In addition, Mr. Obama signaled another departure from former Pres. George W. Bush, mentioning the Arab League peace initiative, which would offer Israel normalized relations in return for a full withdrawal from the Occupied Territories and a just resolution for Palestinian refugees. The Bush administration had backed Israel’s rejection of the offer and its expansion of settlements in the Occupied West Bank.

“I should add that the Arab peace initiative contains constructive elements that could help advance these efforts. Now is the time for Arab states to act on the initiative’s promise by supporting the Palestinian government under President Abbas and Prime Minister Fayyad, taking steps towards normalizing relations with Israel, and by standing up to extremism that threatens us all.”

One observer however considers the new Obama Middle East policy to be little more than a warmed-over version of the Bush policy. “It’s approximately the Bush position,” said acclaimed Middle East expert Dr. Noam Chomsky, professor of linguistics at the Massachusetts Institute of Technology for more than 50 years during an appearance on Pacifica Radio’s “Democracy Now!”

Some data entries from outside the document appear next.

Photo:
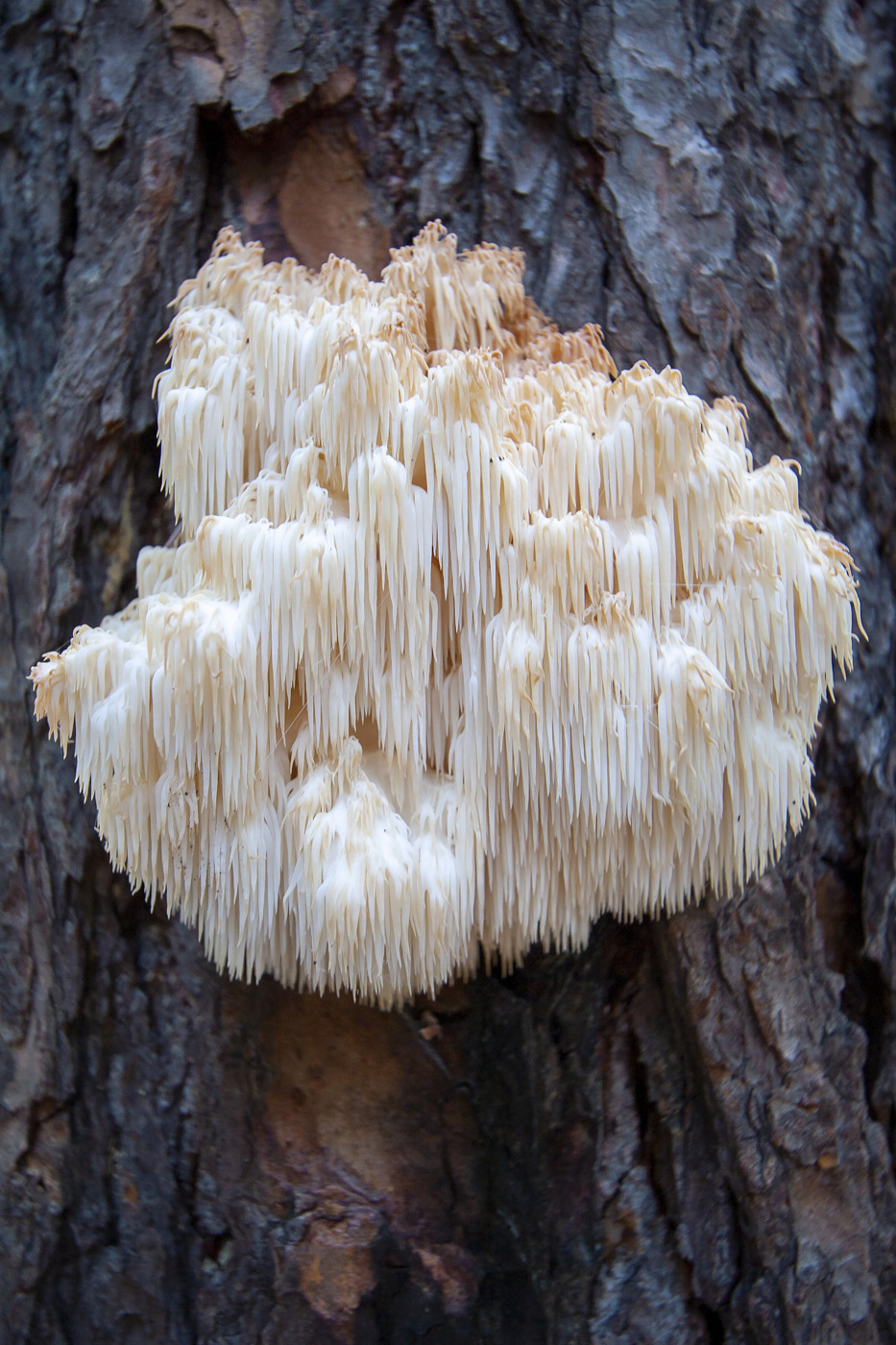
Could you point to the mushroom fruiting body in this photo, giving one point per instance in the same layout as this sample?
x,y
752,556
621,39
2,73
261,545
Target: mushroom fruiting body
x,y
466,639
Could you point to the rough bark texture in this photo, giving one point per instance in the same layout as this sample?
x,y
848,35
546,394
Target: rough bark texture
x,y
682,1134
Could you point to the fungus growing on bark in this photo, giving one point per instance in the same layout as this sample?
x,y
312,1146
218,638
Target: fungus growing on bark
x,y
466,639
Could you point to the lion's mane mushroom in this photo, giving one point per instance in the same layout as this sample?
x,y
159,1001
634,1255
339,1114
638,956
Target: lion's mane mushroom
x,y
466,639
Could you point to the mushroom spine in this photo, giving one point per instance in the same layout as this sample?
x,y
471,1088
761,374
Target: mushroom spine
x,y
466,641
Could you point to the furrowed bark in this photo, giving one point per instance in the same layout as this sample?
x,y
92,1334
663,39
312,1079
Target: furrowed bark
x,y
684,1133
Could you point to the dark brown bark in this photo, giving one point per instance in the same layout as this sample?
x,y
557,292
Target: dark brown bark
x,y
682,1134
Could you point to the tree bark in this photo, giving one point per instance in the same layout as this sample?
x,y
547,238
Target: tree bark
x,y
684,1133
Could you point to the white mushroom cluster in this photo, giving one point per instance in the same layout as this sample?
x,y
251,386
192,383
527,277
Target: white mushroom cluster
x,y
466,639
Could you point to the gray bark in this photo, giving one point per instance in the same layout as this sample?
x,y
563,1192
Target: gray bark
x,y
684,1133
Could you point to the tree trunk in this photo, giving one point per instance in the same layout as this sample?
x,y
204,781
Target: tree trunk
x,y
684,1133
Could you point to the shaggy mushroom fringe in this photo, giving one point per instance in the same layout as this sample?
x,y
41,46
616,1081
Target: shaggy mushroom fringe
x,y
466,641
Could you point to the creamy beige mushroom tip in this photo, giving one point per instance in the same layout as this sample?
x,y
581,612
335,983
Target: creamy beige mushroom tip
x,y
466,641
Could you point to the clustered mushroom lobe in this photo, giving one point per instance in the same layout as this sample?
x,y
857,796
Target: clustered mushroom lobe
x,y
466,639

“(President Obama) began by saying that Israel, like any democracy, has a right to defend itself. That’s true, but there’s a gap in the reasoning. It has a right to defend itself. It doesn’t follow that it has a right to defend itself by force. So we might agree, say, that, you know, the British army in the United States in the colonies in 1776 had a right to defend itself from the terror of George Washington’s armies, which was quite real, but it didn’t follow they had a right to defend themselves by force, because they had no right to be here. So, yes, they had a right to defend themselves, and they had a way to do it–namely, leave. Same with the Nazis defending themselves against the terror of the partisans. They have no right to do it by force.”

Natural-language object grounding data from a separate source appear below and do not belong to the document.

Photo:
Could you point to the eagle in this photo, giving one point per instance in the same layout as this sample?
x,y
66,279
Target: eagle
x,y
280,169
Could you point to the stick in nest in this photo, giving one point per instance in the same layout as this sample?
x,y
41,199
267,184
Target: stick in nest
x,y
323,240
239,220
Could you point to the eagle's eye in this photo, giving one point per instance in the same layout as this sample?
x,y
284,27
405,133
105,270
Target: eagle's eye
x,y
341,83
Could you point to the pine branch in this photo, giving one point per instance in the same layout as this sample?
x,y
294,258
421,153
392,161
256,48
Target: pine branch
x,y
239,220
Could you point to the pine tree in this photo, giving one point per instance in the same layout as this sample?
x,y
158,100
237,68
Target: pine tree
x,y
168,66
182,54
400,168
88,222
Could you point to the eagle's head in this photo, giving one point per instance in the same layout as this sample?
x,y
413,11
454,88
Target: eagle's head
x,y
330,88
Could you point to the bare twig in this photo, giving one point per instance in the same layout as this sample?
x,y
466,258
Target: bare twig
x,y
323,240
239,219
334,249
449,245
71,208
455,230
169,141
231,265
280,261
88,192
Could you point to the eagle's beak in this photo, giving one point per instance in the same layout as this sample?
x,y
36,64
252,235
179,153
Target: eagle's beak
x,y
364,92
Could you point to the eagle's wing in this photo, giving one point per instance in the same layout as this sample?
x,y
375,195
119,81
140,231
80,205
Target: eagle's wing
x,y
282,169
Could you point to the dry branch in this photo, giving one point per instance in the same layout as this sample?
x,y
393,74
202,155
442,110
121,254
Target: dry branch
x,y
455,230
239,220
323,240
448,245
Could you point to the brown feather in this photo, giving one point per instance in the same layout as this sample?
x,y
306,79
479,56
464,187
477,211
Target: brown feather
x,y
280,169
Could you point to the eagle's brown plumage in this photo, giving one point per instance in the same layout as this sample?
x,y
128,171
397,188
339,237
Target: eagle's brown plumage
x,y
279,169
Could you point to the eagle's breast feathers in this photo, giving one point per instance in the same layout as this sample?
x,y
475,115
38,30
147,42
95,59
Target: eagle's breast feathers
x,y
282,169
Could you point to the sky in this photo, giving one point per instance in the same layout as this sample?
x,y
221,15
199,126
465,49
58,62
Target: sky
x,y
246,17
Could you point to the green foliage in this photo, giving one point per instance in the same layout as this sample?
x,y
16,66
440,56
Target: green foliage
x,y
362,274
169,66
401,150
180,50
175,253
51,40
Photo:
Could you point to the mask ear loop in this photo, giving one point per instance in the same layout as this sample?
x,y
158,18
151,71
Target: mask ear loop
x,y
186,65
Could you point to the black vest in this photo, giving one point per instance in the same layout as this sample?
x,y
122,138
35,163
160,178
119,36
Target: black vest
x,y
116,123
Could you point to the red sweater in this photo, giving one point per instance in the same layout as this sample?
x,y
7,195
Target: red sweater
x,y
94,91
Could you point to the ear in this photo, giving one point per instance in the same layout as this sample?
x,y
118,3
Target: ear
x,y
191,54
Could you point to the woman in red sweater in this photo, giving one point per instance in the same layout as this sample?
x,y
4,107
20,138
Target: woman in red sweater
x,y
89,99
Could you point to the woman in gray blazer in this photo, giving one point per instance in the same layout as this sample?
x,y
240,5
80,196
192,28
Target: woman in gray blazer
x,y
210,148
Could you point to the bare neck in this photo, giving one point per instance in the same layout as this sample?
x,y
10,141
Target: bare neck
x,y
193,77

In his inaugural address, Mr. Obama reached out directly to the Muslim world and possible opponents on the global stage. “To the Muslim world, we seek a new way forward, based on mutual interest and mutual respect.To those leaders around the globe who seek to sow conflict, or blame their society’s ills on the West–know that your people will judge you on what you can build, not what you destroy.To those who cling to power through corruption and deceit and the silencing of dissent, know that you are on the wrong side of history; but that we will extend a hand if you are willing to unclench your fist.”